Teste do coraçãozinho

Ao nascerem nossos filhos têm de passar por uma série de exames. São os chamados exames neonatais. Eles são importantes já que, infelizmente, não é possível identificar todas as alterações no corpo do bebê somente através de um exame clínico. E, nesta lista, existe o exame do coraçãozinho. Você já ouviu falar sobre ele?

O que me chamou a atenção neste teste é como ele é simples e fácil de ser feito e tem uma importância gigante na saúde dos pequenos.

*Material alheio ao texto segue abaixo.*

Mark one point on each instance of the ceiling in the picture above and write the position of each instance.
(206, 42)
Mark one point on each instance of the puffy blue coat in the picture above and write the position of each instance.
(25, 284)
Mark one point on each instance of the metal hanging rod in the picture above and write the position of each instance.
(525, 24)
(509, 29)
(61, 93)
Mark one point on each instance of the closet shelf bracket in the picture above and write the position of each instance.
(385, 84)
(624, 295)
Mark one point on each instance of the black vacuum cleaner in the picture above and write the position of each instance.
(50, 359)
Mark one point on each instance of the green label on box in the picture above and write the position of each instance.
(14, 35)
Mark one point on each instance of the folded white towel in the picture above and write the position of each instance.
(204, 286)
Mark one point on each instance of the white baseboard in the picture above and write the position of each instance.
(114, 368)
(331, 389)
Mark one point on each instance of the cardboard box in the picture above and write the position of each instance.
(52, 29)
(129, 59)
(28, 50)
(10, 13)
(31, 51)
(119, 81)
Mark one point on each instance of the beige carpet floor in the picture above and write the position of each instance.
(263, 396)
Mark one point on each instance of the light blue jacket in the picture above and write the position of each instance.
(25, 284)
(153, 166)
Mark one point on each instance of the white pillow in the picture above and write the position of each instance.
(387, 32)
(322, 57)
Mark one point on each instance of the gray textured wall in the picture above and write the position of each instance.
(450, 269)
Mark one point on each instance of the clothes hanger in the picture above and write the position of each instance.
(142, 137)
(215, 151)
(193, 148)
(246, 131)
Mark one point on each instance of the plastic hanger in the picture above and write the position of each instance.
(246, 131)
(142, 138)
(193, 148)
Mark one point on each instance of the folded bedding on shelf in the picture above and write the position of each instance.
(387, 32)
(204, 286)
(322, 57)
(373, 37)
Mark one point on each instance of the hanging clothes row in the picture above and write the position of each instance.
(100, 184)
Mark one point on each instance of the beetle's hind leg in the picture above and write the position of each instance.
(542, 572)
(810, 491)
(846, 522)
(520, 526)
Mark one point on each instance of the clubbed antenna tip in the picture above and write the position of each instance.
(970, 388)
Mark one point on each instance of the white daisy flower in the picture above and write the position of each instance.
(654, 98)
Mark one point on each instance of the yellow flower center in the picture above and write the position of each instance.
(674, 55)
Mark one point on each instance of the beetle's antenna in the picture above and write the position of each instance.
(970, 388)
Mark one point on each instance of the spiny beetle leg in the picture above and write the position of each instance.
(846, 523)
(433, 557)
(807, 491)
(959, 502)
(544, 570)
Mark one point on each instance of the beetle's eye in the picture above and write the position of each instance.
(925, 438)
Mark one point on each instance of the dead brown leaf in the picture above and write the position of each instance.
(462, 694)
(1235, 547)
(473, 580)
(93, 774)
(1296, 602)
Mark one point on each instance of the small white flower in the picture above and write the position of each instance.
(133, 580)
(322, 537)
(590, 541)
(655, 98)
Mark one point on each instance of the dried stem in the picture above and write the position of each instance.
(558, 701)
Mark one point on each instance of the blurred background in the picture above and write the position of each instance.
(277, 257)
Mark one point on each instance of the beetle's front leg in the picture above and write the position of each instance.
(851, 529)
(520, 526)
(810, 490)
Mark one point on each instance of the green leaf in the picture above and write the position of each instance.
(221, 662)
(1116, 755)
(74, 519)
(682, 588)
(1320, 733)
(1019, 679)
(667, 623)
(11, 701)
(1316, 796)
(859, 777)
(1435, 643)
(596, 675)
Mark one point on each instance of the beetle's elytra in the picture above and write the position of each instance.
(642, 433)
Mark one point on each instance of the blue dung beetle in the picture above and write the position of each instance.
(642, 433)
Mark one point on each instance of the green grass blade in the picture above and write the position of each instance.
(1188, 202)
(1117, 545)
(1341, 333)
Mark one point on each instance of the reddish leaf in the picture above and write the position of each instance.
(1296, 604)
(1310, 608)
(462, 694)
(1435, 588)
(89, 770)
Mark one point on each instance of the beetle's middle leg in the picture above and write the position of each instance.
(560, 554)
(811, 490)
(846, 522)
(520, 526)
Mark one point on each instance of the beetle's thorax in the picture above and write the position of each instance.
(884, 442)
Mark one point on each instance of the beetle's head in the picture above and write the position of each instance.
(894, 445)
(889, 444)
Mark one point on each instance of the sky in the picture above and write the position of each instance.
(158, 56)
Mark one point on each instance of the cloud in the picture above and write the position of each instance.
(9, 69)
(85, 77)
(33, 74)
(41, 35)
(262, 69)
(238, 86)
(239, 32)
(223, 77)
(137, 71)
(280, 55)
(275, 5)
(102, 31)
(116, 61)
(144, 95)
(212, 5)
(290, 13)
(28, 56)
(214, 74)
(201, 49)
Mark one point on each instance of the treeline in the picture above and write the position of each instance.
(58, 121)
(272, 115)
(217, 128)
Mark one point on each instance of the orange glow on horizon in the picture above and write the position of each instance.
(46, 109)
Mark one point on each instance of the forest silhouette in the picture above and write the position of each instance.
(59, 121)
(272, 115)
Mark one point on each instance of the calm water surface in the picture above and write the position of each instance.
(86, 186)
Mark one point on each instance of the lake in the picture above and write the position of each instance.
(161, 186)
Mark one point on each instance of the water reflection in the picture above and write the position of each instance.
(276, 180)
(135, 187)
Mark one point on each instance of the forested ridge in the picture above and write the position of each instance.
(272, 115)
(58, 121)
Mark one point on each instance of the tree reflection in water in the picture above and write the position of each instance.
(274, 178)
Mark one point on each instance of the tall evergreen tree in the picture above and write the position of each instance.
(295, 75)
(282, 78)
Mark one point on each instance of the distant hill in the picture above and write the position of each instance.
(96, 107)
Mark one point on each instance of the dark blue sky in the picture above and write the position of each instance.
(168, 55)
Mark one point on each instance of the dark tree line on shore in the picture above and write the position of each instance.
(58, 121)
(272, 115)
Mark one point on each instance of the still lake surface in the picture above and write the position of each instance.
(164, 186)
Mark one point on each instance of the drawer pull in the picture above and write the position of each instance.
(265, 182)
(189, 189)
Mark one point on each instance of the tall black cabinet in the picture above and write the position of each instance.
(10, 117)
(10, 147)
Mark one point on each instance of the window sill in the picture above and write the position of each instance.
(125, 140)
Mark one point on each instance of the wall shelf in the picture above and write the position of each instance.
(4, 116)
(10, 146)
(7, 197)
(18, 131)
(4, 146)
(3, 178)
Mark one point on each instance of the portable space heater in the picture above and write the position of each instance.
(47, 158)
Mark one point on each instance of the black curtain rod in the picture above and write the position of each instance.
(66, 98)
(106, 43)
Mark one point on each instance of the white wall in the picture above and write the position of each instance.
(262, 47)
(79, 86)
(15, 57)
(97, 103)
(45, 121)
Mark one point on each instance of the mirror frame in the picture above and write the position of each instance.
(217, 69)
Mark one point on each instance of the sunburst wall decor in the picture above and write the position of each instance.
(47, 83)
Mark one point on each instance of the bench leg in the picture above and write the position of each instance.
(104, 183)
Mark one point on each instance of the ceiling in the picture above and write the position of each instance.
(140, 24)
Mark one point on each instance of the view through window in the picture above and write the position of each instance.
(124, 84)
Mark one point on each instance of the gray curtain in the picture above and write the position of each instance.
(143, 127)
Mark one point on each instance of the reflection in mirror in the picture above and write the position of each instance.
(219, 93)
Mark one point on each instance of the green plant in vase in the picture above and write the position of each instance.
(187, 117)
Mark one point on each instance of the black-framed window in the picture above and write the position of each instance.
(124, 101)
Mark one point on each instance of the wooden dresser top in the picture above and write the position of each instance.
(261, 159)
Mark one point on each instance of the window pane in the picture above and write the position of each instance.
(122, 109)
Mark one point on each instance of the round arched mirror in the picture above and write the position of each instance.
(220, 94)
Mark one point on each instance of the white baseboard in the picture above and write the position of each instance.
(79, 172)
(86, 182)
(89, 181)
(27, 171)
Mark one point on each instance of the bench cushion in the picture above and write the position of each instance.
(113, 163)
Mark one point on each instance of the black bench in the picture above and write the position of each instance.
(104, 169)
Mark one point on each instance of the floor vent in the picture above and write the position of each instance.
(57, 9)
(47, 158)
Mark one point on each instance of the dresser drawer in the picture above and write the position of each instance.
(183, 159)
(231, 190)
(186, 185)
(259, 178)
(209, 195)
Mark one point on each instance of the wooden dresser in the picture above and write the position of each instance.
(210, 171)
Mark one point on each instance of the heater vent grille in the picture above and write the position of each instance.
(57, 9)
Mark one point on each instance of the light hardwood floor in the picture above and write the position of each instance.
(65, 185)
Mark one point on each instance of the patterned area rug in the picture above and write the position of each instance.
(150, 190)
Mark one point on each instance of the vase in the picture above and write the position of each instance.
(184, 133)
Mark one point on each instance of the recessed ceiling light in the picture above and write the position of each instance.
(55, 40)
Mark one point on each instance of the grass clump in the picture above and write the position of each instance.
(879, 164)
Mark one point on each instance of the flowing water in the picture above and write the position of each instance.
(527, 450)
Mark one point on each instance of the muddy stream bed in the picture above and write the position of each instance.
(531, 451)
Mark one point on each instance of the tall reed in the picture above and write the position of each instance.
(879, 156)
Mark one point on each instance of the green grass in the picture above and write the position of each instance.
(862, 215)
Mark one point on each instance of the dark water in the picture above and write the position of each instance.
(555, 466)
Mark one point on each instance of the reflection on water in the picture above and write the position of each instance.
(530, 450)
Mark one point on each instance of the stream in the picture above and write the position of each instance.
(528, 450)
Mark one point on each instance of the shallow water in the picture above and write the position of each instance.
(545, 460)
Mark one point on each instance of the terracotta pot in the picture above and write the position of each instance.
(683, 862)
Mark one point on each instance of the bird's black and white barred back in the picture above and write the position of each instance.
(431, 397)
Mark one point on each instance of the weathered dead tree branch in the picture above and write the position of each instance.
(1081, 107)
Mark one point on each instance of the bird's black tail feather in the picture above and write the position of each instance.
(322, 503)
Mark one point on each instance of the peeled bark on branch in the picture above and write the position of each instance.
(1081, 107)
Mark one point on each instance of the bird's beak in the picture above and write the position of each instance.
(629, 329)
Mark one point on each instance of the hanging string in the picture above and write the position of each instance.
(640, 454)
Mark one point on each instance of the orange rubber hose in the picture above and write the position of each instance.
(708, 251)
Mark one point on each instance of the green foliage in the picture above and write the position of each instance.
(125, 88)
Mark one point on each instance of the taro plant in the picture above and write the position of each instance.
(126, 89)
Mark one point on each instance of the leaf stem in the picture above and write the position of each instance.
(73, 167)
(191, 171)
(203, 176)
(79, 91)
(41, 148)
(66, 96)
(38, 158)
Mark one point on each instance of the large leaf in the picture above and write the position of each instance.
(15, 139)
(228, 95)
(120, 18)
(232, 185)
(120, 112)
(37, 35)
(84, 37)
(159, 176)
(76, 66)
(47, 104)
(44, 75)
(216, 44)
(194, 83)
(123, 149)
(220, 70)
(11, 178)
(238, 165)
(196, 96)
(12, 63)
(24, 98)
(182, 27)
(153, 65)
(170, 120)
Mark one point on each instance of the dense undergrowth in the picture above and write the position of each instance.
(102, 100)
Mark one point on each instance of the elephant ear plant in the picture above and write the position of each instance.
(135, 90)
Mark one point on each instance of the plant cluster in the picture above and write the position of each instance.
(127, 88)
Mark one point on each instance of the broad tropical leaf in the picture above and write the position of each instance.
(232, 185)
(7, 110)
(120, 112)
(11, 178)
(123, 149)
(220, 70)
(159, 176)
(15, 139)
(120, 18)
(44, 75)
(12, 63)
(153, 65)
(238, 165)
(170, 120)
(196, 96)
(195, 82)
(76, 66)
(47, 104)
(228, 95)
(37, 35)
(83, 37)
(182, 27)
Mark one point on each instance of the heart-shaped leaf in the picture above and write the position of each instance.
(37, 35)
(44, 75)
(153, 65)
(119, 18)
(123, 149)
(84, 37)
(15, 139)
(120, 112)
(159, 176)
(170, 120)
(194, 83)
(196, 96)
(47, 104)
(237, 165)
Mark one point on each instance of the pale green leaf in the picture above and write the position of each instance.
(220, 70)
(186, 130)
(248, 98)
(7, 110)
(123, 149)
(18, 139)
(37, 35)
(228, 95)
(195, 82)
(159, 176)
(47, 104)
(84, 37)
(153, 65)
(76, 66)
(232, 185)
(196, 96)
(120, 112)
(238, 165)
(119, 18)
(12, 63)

O teste na verdade se chama oximetria de pulso, mas ficou famoso como o teste do coraçãozinho. Ele é realizado logo após o nascimento, assim como o teste de APGAR, o teste do pezinho e o teste do olhinho.

teste-do-coracaozinho

Photo Credit: Scott SM via Compfight cc

Esse exame funciona assim: o pediatra coloca uma espécie de pulseira, que é o oxímetro, na mão direita da criança e no pé. Essa pulseira é ligada a alguns fios que mostram no monitor as informações que o médico necessita para avaliar o coração dos nossos filhos.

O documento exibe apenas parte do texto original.